Founded in 1941, the ASA seeks to integrate, communicate and facilitate properly researched science and theology in service to the church and the scientific community. To that end, Vosburg believes healthy and productive conversations about the relationship between science and religion require dialogue, rather than debate or avoidance.

Vosburg notes that the National Academies of Science and the American Association for the Advancement of Science are also actively engaged in seeking dialogue and understanding between scientific and religious communities. “Dialogue can only flourish when we build trust, when we genuinely seek to understand others’ views, and when we do not root our responses in fear,” says Vosburg.

Bible and Evolution Conference

To encourage such conversations, Vosburg has planned an all-day conference Saturday, Oct. 25, at Harvey Mudd titled “The Bible, Evolution, and Human Origins: Starting Conversations.” The event will feature two Old Testament scholars and a biologist in conversation. The conference is sponsored by BioLogos, an organization that invites the church and the world to see harmony between science and biblical faith.
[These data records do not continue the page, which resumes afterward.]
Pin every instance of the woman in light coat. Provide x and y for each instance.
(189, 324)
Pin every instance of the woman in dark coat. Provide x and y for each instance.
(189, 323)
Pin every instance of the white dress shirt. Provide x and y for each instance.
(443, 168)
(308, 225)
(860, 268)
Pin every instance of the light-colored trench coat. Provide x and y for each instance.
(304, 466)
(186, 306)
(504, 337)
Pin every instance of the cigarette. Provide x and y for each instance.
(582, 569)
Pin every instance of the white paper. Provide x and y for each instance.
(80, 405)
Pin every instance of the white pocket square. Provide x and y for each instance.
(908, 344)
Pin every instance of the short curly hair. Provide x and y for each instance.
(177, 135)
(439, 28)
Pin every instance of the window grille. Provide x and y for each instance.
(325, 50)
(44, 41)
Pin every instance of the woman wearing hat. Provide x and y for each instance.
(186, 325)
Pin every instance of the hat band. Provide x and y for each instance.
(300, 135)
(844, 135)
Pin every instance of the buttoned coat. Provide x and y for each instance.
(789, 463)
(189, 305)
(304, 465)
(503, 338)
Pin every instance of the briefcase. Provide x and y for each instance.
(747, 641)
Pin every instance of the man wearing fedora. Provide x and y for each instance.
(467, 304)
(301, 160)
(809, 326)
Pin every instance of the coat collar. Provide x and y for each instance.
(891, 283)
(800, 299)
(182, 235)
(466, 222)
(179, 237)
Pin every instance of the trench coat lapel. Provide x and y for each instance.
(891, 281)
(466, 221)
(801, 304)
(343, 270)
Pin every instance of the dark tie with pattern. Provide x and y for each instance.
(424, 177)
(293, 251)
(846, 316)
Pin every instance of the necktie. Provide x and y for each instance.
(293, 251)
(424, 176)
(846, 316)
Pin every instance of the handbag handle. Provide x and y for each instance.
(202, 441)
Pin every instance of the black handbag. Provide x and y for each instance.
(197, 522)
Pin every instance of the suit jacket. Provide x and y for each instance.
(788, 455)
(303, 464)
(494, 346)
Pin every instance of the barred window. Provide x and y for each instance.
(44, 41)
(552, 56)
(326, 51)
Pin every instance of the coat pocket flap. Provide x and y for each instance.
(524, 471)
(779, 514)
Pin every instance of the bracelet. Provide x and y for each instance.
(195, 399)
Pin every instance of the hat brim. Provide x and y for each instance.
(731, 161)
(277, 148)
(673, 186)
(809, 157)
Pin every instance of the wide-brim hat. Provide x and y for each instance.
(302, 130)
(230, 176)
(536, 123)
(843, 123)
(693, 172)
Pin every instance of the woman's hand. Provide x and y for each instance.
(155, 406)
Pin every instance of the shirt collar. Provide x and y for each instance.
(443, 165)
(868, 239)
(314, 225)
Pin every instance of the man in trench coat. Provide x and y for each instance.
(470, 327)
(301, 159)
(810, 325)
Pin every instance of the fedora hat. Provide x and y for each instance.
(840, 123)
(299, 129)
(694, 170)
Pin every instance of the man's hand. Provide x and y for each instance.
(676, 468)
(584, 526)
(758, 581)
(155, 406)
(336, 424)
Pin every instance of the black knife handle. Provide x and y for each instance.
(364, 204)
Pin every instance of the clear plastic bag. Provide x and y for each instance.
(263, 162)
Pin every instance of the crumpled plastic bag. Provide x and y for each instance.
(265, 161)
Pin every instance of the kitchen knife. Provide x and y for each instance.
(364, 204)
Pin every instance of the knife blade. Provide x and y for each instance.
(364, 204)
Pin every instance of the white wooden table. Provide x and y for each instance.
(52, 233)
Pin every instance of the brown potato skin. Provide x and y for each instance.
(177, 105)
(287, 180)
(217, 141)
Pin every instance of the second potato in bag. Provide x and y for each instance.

Vosburg’s research is in building molecules with medicinal properties that could alleviate human suffering due to conditions like inflammation and tuberculosis. Vosburg and his research team often employ biomimetic techniques that imitate how such molecules form naturally in plants and other parts of nature. For Vosburg, this research allows him to marvel at what he sees as God’s work in creation and to try reverently to imitate that in the lab.

He says he is able to reconcile his religious beliefs with his scientific research since each has its own distinct purpose toward human understanding of the natural world and self. “Throughout the ages, many scientists have been people of faith,” says Vosburg. “I believe that nature and scripture do not conflict, but that our scientific and theological interpretations are imperfect and vulnerable to mistakes. We must be careful not to confuse metaphysical or philosophical claims with science, and also not to use the Bible for questions it does not intend to answer.”